Helen Alexander (1654 – March 1729) was a heroine of the Scottish Covenanters in the unequal struggle between the adherents of ancient Presbyterianism and prelacy. She is still today a "household name" in the west of Scotland; in the mountain glens and moors of Ayrshire and Galloway and the Pentlands, chapbooks still tell her marvellous story of courage and devoutness.

==Biography==
Helen Alexander was born at West Linton in 1654, and from her youth up was an earnest Christian. She was a staunch Presbyterian. She "ministered" dauntlessly to the fugitives. She stood by the friendless at the bars. She spent days and nights in prison with "the suffering remnant". She died in March 1729, aged 75.
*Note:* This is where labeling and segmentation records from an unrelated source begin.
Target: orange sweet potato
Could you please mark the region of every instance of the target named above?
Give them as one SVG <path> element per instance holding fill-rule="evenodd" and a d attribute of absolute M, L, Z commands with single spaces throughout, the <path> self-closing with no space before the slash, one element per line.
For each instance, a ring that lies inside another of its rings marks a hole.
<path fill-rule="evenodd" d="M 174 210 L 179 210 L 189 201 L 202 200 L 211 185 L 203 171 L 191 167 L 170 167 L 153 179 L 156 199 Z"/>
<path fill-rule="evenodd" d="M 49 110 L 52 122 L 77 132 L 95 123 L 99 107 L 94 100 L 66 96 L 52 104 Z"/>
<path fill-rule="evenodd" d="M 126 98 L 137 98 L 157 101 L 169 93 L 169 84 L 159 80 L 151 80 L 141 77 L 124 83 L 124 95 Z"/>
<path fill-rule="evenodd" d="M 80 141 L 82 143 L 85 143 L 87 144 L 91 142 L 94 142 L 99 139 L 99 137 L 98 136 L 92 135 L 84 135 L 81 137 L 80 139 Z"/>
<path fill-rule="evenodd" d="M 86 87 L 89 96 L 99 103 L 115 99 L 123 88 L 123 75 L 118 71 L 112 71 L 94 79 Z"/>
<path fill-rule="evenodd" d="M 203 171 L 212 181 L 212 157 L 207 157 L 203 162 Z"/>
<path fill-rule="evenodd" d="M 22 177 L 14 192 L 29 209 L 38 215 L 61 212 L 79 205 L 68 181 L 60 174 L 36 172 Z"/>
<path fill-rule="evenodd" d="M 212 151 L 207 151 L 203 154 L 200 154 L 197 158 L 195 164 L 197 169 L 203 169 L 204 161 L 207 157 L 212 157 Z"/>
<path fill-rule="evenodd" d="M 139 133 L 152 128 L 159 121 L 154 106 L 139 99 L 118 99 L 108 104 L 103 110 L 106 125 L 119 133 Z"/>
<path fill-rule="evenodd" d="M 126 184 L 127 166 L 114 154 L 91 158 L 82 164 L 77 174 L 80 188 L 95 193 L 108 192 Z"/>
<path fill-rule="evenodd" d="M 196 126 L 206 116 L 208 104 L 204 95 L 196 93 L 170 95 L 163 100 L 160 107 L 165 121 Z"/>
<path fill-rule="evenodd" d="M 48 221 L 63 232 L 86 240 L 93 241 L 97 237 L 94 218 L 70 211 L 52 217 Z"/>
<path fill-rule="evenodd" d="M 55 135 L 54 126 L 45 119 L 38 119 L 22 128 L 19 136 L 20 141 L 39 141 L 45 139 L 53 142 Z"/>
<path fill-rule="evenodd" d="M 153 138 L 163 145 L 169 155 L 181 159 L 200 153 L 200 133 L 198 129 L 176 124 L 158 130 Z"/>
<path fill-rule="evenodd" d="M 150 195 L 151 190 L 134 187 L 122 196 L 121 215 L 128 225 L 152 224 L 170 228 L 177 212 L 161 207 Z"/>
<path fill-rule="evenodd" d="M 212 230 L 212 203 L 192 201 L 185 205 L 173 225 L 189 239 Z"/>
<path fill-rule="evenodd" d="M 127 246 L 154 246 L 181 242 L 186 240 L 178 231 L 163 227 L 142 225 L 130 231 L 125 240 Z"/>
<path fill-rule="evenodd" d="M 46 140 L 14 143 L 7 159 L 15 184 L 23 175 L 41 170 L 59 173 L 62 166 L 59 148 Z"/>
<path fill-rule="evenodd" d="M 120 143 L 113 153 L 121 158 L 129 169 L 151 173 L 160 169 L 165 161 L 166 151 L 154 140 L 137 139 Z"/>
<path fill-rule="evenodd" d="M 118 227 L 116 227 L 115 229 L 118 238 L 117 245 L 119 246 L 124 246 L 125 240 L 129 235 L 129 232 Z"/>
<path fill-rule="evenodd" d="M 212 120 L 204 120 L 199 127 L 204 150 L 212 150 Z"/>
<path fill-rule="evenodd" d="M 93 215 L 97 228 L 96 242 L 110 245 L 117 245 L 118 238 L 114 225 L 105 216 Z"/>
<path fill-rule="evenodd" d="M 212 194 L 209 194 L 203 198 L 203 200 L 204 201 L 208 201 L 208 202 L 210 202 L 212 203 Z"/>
Towards the end of her life she dictated many of her experiences to her husband, and the manuscript was published by the Rev. Dr. Robert Simpson, of Sanquhar, in his Voice from the Desert, or the Church in the Wilderness (1856). It is entitled A Short Account of the Lord's Dealing with Helen Alexander, spouse first to Charles Umpherston, tenant in Pentland, and thereafter to James Currie, merchant in Pentland; together with some remarkable passages, providential occurrences, and her support and comfort under them, and deliverance out of them. All collected from her own mouth by her surviving husband. It is scarcely possible to imagine a more artless or a more absolutely truthful narrative of the events of "The Killing Time", as it is still called in Scotland. All the leading Covenanters cross and recross the stage; for in and out of prison Helen Alexander was brought into the closest relations with them all, especially John Welsh, Donald Cargill, David Williamson, Andrew Gullon and James Renwick. Of the last she writes:
In the year 1683 the reverend and worthy Mr. James Renwick came home from Holland, an ordained minister. At first I scrupled to hear him, because it was said he was ordained by such as used the organ in their worship. But being better informed by himself, according as it is recorded in his Life and Death, printed some years ago, I heard him with all freedom, and to my great satisfaction, at Woodhouselee old house, being called there by friends about Edinburgh and Pentland. After this he frequented my house, with several worthy christians, even in the very heat of persecution; and I judged it my duty, in all these hazards, to attend the ordinances administered by him.
And this:
In the year 1687, November 30, I was again married unto James Currie, by the renowned Mr. James Renwick… Some months after this, Mr. Renwick being taken, I went and saw him in prison… And when he was executed, I went along to the Greyfriars' churchyard, took him in my arms until stripped of his clothes, helped to wind him in his graveclothes, and helped to put him into the coffin. This was a most shocking and sinking dispensation, more piercing, wounding, and afflicting than almost any before it.

There are many similar reports of those killed in the Scottish persecution.